We need to get to the basis of all this treatment, the main portion of prevention, which lives at early life trauma. That’s the thing that takes away all genetic protection and makes everyone equally at risk for addiction, and it’s what we see in the 5%. The reason patients become expensive is not from their diagnosis —  it is from the underlying factors for which we have no good systems to treat.

Part of the problem is that there is no stable ecosystem of care for sentinel syndromes. Less than 25% of hospitals have medical staff privileges for an addiction medicine physician, and less than 10% of primary care physicians screen for addiction, according to Waller. For all the push to normalize and treat mental health conditions, people still don’t know how to handle basic depression or anxiety, and the solution for those with personality disorders is to blame them. Physicians don’t know how to handle chronic pain without opioids. And for cognitive impairment — a traumatic brain injury, low IQ, or someone on the spectrum — giving patients standard discharge instructions is a “surefire way to fail.”

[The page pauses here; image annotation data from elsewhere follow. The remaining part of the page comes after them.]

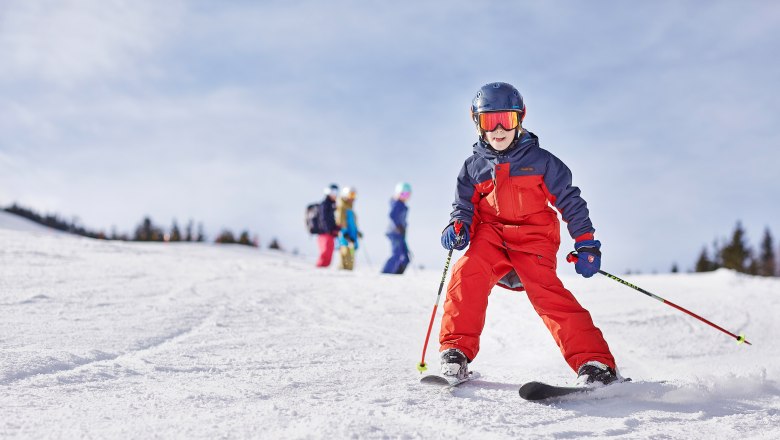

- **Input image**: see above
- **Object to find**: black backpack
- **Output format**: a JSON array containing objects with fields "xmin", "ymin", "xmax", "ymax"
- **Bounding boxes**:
[{"xmin": 306, "ymin": 203, "xmax": 323, "ymax": 234}]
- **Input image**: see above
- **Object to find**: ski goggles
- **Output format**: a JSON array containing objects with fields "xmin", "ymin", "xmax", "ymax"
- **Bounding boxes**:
[{"xmin": 477, "ymin": 111, "xmax": 520, "ymax": 131}]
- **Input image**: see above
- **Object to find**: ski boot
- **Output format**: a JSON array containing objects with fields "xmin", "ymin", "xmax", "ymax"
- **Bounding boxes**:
[
  {"xmin": 441, "ymin": 348, "xmax": 469, "ymax": 380},
  {"xmin": 577, "ymin": 361, "xmax": 619, "ymax": 385}
]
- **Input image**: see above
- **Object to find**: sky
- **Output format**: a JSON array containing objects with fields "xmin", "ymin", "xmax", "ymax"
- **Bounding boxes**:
[{"xmin": 0, "ymin": 0, "xmax": 780, "ymax": 272}]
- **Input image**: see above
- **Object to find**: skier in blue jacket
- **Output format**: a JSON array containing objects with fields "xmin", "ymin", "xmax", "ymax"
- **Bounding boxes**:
[{"xmin": 382, "ymin": 182, "xmax": 412, "ymax": 275}]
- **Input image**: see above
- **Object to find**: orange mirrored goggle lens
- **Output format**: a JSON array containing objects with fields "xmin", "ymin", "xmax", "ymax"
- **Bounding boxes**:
[{"xmin": 478, "ymin": 112, "xmax": 520, "ymax": 131}]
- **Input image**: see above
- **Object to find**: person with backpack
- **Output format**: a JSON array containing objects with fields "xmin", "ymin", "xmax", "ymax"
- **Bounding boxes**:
[
  {"xmin": 336, "ymin": 186, "xmax": 363, "ymax": 270},
  {"xmin": 316, "ymin": 183, "xmax": 339, "ymax": 267},
  {"xmin": 439, "ymin": 82, "xmax": 620, "ymax": 385},
  {"xmin": 382, "ymin": 182, "xmax": 412, "ymax": 275}
]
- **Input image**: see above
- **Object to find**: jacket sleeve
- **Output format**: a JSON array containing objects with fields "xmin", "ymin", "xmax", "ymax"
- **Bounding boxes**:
[
  {"xmin": 544, "ymin": 153, "xmax": 595, "ymax": 239},
  {"xmin": 450, "ymin": 160, "xmax": 476, "ymax": 227}
]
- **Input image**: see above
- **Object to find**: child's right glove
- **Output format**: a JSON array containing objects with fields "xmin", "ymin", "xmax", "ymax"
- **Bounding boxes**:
[
  {"xmin": 567, "ymin": 240, "xmax": 601, "ymax": 278},
  {"xmin": 441, "ymin": 223, "xmax": 469, "ymax": 251}
]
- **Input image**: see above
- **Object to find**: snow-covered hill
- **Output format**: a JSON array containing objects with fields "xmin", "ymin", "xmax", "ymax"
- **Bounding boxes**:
[
  {"xmin": 0, "ymin": 228, "xmax": 780, "ymax": 439},
  {"xmin": 0, "ymin": 210, "xmax": 62, "ymax": 234}
]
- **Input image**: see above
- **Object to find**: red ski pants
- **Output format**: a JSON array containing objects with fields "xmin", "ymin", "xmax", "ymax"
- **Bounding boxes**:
[
  {"xmin": 317, "ymin": 234, "xmax": 335, "ymax": 267},
  {"xmin": 439, "ymin": 230, "xmax": 615, "ymax": 371}
]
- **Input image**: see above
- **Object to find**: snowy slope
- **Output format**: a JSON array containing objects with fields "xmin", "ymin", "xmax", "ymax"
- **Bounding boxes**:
[{"xmin": 0, "ymin": 228, "xmax": 780, "ymax": 439}]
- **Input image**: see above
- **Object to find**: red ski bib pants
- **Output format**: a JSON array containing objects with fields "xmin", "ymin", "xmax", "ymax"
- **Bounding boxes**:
[{"xmin": 439, "ymin": 166, "xmax": 615, "ymax": 371}]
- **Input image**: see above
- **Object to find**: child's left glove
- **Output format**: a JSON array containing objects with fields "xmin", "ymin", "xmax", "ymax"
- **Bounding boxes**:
[{"xmin": 574, "ymin": 240, "xmax": 601, "ymax": 278}]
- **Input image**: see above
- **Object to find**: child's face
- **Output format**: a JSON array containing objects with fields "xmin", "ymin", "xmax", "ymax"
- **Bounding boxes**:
[{"xmin": 485, "ymin": 125, "xmax": 517, "ymax": 151}]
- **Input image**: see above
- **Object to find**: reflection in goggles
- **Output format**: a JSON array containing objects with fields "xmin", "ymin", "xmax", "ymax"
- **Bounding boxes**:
[{"xmin": 479, "ymin": 111, "xmax": 520, "ymax": 131}]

“Before we go to the next shiny object, before we decide to build housing for everyone, I would like to make a pitch that the house of medicine is incomplete. It is without a roof. It is missing a living room. It does not have plumbing,” says Waller. “If we don’t somehow come back and build these ecosystems to complete the house of medicine, then quite honestly that 5% will always cost 50% of our health care dollars.” The soldier with PTSD will still commit suicide, the heroin addict will still OD, and the person with cognitive impairment will still live on the street. “We need to finish our house. If we don’t add the ecosystems of this treatment that have absolute solid evidence in it to be treating these patients, then we will fail.”

From the NEJM Catalyst event Expanding the Bounds of Care Delivery: Integrating Mental, Social, and Physical Health, held at Vanderbilt University Medical Center, January 25, 2018.